Hari pertama diberikan glukosa 20% 2 ml/kgbb intravena kemudian dilanjutkan dengan Glukosa 5-

10% 75 ml/kgbb/24 jam dengan kecepatan 3 tetes/kgbb/menit. Hari ke 2 dilanjutkan dengan Glukosa
5% dan NaCl 0,9% dengan perbandingan 4:1 100 ml/kgbb dengan kecepatan 4 tetes/kgbb/menit. Hari
ketiga mulai pemberian makanan secara oral dan cairan intravena dihentikan secara bertahap. Bila
pada 24 jam pertama kadar gula darah masih dalam keadaan hipoglikemi beri kortison 5-10 mg/kgbb.
3.3.13 Sindroma Gawat Nafas Neonatal
Sindroma gawat nafas neonatal merupakan salah satu penyebab mortalitas dan morbiditas. Pada
keadaan ini terjadi gangguan ambilan O2 dan pengeluaran CO2 yang menyebabkan asidosis
respiratorik. Bila keadaan ini berlangsung terus maka akan terjadi metabolisme anaerob berupa
glikolisis glikogen tubuh. Asam organik yang terbentuk akan menyebabkan asidosis metabolik. Selain
itu pada bayi ini toleransi terhadap makanan oral kurang baik sehingga diperlukan cairan intravena
untuk sementara 1 .
Cairan yang digunakan adalah campuran larutan Glukosa 5% dan Natrium Bikarbonat dengan
perbandingan 4:1. Cairan yang diberikan pada 24 jam pertama yaitu 68- 80 ml/kgbb dengan kecepatan
3-4 tetes/kgbb/menit kemudian dinaikkan secara bertahap sampai 150 ml/kgbb/hari dengan kecepatan
6 tetes/kgbb/menit pada hari ketujuh. Bila ginjal telah berfungsi dan diuresis telah timbul maka bayi
harus diberikan elektrolit berupa natrium dan kalium 3-2 mEg/kgbb. Bila terjadi asidosis metabolik
lakukan koreksi terhadap keadaan ini PKB.
BAB IV
KESIMPULAN DAN SARAN
4.1 Kesimpulan
1. Pemberian cairan pada bayi dan anak sakit diusahakan secara oral dan pada keadaan yang tidak
memungkinkan diberikan secara intravena.
2. Cairan intravena yang diberikan pada beberapa penyakit bayi dan anak diantaranya adalah larutan
kristaloid, koloid dan kombinasi keduanya.

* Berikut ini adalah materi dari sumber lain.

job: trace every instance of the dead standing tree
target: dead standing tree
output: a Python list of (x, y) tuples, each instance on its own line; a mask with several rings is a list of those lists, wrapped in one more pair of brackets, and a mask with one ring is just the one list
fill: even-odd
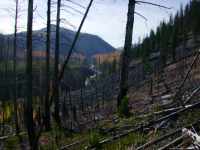
[(13, 87), (13, 96), (14, 96), (14, 112), (15, 112), (15, 128), (16, 133), (19, 133), (19, 124), (18, 124), (18, 114), (17, 114), (17, 73), (16, 73), (16, 60), (17, 60), (17, 23), (18, 23), (18, 7), (19, 0), (16, 0), (15, 8), (15, 28), (14, 28), (14, 42), (13, 42), (13, 72), (14, 72), (14, 87)]
[(164, 9), (170, 9), (168, 7), (146, 2), (146, 1), (136, 1), (136, 0), (129, 0), (128, 4), (128, 15), (127, 15), (127, 24), (126, 24), (126, 36), (125, 36), (125, 44), (124, 44), (124, 51), (122, 53), (122, 60), (121, 60), (121, 73), (120, 73), (120, 92), (117, 98), (117, 105), (120, 106), (122, 99), (127, 95), (128, 92), (128, 66), (129, 66), (129, 51), (132, 47), (132, 36), (133, 36), (133, 25), (134, 25), (134, 15), (138, 15), (143, 19), (146, 19), (143, 15), (138, 12), (135, 12), (136, 4), (147, 4), (152, 5)]
[(50, 90), (50, 49), (51, 49), (51, 0), (47, 1), (47, 35), (46, 35), (46, 95), (45, 95), (45, 129), (50, 129), (50, 108), (49, 108), (49, 90)]
[(31, 150), (38, 149), (38, 139), (40, 137), (42, 128), (39, 132), (36, 132), (36, 126), (33, 120), (33, 70), (32, 70), (32, 27), (33, 27), (33, 0), (28, 1), (28, 23), (27, 23), (27, 35), (26, 35), (26, 101), (25, 101), (25, 121), (28, 131), (29, 143)]

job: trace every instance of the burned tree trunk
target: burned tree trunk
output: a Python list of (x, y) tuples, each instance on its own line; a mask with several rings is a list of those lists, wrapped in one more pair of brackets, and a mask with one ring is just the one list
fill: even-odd
[(51, 0), (47, 2), (47, 37), (46, 37), (46, 95), (45, 95), (45, 117), (44, 124), (45, 129), (50, 129), (50, 106), (49, 106), (49, 86), (50, 86), (50, 74), (49, 74), (49, 62), (50, 62), (50, 49), (51, 49)]
[(15, 9), (15, 28), (14, 28), (14, 43), (13, 43), (13, 73), (14, 73), (14, 86), (13, 86), (13, 101), (14, 101), (14, 112), (15, 112), (15, 128), (16, 133), (19, 133), (18, 114), (17, 114), (17, 73), (16, 73), (16, 60), (17, 60), (17, 23), (18, 23), (18, 4), (16, 0)]
[(129, 0), (126, 37), (125, 37), (124, 51), (122, 53), (122, 62), (121, 62), (120, 92), (117, 101), (118, 107), (120, 106), (123, 97), (126, 96), (128, 91), (129, 51), (132, 47), (135, 3), (136, 3), (135, 0)]
[(28, 1), (28, 23), (27, 23), (27, 57), (26, 57), (26, 101), (25, 101), (25, 120), (28, 130), (29, 143), (32, 150), (37, 150), (37, 138), (33, 121), (32, 106), (32, 26), (33, 26), (33, 0)]
[(55, 45), (55, 64), (54, 64), (54, 102), (55, 102), (55, 120), (60, 124), (59, 116), (59, 78), (58, 78), (58, 67), (59, 67), (59, 51), (60, 51), (60, 7), (61, 0), (57, 2), (57, 18), (56, 18), (56, 45)]

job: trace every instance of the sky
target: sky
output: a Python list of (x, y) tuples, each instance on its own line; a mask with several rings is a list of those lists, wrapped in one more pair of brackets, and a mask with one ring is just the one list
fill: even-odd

3. Prinsip terapi cairan intravena yaitu menggantikan cairan yang hilang dengan menghitung cairan
yang dibutuhkan yaitu: defisit + rumatan + kehilangan cairan yang sedang berlangsung.

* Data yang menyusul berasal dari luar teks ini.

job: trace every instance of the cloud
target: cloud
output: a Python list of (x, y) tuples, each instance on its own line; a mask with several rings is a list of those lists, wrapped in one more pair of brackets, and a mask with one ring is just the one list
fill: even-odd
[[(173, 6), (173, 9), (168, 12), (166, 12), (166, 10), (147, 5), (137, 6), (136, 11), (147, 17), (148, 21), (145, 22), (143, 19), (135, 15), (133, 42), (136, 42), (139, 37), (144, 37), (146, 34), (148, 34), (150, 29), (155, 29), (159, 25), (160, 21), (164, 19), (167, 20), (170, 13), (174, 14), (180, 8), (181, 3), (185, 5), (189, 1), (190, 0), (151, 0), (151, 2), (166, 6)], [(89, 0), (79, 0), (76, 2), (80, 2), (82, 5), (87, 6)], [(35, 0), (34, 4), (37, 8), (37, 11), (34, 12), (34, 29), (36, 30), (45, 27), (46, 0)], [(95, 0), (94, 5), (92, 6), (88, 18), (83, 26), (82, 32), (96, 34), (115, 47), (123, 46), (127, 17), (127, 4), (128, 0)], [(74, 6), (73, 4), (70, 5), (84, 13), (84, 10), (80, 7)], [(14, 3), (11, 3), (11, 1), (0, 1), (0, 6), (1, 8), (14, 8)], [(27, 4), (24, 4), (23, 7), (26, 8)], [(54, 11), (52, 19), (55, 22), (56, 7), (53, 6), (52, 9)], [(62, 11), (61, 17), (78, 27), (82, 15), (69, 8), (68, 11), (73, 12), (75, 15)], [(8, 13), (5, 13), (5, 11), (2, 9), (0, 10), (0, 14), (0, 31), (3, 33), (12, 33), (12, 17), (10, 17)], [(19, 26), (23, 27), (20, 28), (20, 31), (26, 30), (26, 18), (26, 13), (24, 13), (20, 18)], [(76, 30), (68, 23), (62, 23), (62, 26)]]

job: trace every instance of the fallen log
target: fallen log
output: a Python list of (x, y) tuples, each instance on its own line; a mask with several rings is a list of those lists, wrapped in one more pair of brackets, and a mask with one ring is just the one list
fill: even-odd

3. Pemilihan jenis, jumlah, cara dan lama pemberian cairan intravena didasarkan atas beberapa
parameter.
4.2. Saran
1. Diperlukan pengalaman dan pengetahuan yang baik dalam memberikan cairan intravena pada bayi
dan anak sakit yang disesuaikan dengan kebutuhan.
2. Perhitungan pemberian cairan intravena agar dilakukan dengan teliti.
3. Diperlukan pengetahuan dan penguasan tentang sistem keseimbangan cairan tubuh.